A week or so ago, someone mentioned our recycling laws were changing, and not for the better. Since then, many people have expressed outrage that we can no longer recycle commonly used items like plastic clamshells from salads, or pieces of paper smaller than an index card. While there is still significant confusion over exactly why these practices are changing, I am more interested in the underlying fear that without this ability to recycle these products, we feel we are losing our ability to help the planet and reduce our contribution to climate change.
“Reduce, reuse, and recycle” is a valid motto of many people in the area, and for good reason, as the population grows and humans consume more and more. It is valiant to try to do one’s part. But is recycling the be all end all? Is it the best way to “do one’s part”?
The following methods to reduce individual carbon footprint may raise more than a few eyebrows, but here we go:
1. Stop having kids, or consider having fewer This isn’t to blame all those who have had kids or want them. Procreating and the desire to do so is very real. However, according to a new study called “The Climate Mitigation Gap” that reviewed 39 peer-reviewed studies, it is the one thing you could do that would make the biggest difference, especially in first world countries like the U.S. where each individual contributes more carbon to the atmosphere than people living in third world countries.

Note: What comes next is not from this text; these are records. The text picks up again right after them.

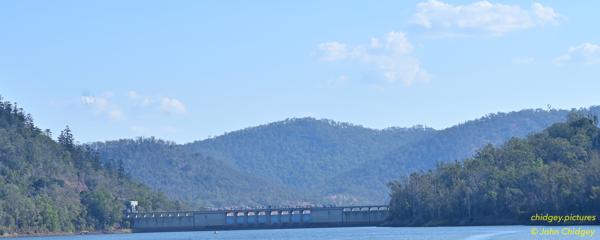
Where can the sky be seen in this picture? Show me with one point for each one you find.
(188, 70)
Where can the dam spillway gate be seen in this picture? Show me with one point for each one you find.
(259, 218)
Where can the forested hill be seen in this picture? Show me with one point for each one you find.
(307, 160)
(555, 172)
(50, 186)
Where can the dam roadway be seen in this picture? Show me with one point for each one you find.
(259, 218)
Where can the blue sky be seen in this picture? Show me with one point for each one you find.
(186, 70)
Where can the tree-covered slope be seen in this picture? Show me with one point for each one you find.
(303, 153)
(49, 186)
(308, 160)
(200, 180)
(556, 171)
(369, 180)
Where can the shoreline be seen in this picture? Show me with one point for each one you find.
(58, 234)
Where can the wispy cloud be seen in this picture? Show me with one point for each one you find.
(101, 105)
(172, 106)
(392, 56)
(482, 17)
(139, 99)
(587, 53)
(523, 60)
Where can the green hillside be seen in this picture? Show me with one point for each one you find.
(556, 171)
(306, 160)
(200, 180)
(50, 186)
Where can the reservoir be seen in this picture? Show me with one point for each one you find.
(350, 233)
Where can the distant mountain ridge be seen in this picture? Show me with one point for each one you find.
(306, 160)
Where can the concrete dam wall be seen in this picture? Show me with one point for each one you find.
(293, 217)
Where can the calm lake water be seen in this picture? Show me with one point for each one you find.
(425, 233)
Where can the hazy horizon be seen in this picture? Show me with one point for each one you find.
(188, 70)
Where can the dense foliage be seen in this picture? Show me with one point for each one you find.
(49, 186)
(556, 171)
(201, 181)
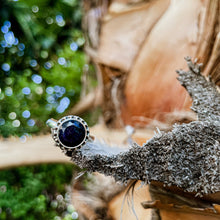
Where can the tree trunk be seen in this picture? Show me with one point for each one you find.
(137, 46)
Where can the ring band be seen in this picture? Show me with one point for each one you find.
(69, 132)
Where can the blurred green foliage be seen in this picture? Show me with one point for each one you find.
(36, 192)
(41, 62)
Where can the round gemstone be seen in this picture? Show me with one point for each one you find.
(72, 133)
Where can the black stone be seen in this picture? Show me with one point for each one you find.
(72, 133)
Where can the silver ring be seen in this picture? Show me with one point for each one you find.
(69, 132)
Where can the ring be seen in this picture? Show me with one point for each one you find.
(69, 132)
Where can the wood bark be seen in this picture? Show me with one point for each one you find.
(184, 161)
(137, 45)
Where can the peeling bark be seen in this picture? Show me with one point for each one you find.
(187, 157)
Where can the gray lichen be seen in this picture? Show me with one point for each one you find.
(188, 156)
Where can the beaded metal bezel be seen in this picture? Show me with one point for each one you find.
(55, 131)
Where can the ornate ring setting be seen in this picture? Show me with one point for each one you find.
(69, 132)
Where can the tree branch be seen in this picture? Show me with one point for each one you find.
(188, 156)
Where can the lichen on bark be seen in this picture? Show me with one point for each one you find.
(188, 156)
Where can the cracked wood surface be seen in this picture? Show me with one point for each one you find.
(187, 157)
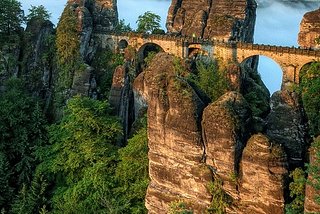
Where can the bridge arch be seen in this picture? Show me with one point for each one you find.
(146, 48)
(270, 71)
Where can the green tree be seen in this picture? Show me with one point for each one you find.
(6, 190)
(220, 199)
(38, 13)
(22, 130)
(132, 171)
(310, 89)
(68, 47)
(11, 19)
(313, 170)
(148, 22)
(82, 157)
(31, 200)
(297, 192)
(211, 80)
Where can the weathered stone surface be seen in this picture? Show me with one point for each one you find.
(309, 205)
(225, 130)
(220, 19)
(174, 114)
(286, 125)
(93, 16)
(121, 98)
(309, 29)
(262, 173)
(39, 63)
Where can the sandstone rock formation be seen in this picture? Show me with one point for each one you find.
(286, 125)
(309, 29)
(216, 19)
(121, 98)
(262, 173)
(176, 148)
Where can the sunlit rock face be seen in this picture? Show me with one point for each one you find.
(310, 206)
(309, 29)
(286, 125)
(262, 171)
(34, 58)
(93, 16)
(216, 19)
(176, 150)
(225, 129)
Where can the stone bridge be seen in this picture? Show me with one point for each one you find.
(291, 60)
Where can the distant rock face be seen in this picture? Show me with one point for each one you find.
(93, 16)
(175, 143)
(262, 172)
(225, 130)
(309, 29)
(216, 19)
(286, 125)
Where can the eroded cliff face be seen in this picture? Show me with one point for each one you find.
(214, 19)
(309, 30)
(262, 172)
(310, 206)
(174, 133)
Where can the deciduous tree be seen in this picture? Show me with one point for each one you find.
(148, 22)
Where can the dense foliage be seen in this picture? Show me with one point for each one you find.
(68, 47)
(297, 192)
(11, 19)
(148, 22)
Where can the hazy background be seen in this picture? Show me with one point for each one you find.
(277, 24)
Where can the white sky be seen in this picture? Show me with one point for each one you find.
(277, 24)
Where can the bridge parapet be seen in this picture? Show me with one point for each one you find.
(290, 59)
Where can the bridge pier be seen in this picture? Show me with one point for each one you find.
(290, 76)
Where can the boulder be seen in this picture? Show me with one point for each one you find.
(263, 171)
(217, 19)
(309, 30)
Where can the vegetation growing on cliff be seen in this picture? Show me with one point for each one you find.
(212, 80)
(11, 19)
(297, 192)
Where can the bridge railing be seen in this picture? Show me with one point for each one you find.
(227, 44)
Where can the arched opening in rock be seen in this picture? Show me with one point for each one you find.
(270, 72)
(146, 49)
(304, 71)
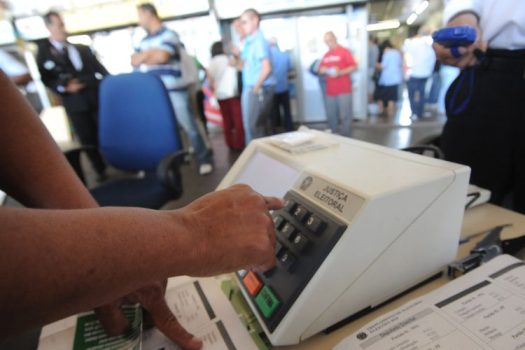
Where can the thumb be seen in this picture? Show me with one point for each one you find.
(112, 318)
(165, 321)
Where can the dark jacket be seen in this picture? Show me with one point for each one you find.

2. Sell the car and reduce air travel Want an excuse to not have to visit the in-laws? Just tell them that you are watching your carbon footprint and got rid of the car. That probably won’t work because they will visit you instead, but you never know until you try.
3. Eat what the cows eat, but not the cows
From the amount of corn, water, and resources used to fatten livestock to the energy involved in processing the meat and getting it to stores near you, the calories required are significantly more than produce and grains. On average, beef requires twenty-five times more energy to produce than corn. So just eat corn all day if you are really dedicated, or buy local produce and grow your own while reducing meat consumption for the biggest impact.
4. Buy fewer things, especially cheap ones It’s hard to stop consuming, and it’s especially hard to say no to those cute little dollar store or Target goodies that only cost the change in your wallet, but if everyone did, imagine the resources that wouldn’t go to waste after one use? Imagine how much recycling wouldn’t need to happen if unnecessary plastics/glass weren’t bought in the first place.
According to the study mentioned above, recycling as much as possible may save up to 200 kg of carbon over a lifetime, while having one fewer child would result in saving the environment from 58.6 metric tons. It would take one person 293 lifetimes of recycling to amount to having one fewer child.
I guess the takeaway is that while recycling matters, so does birth control.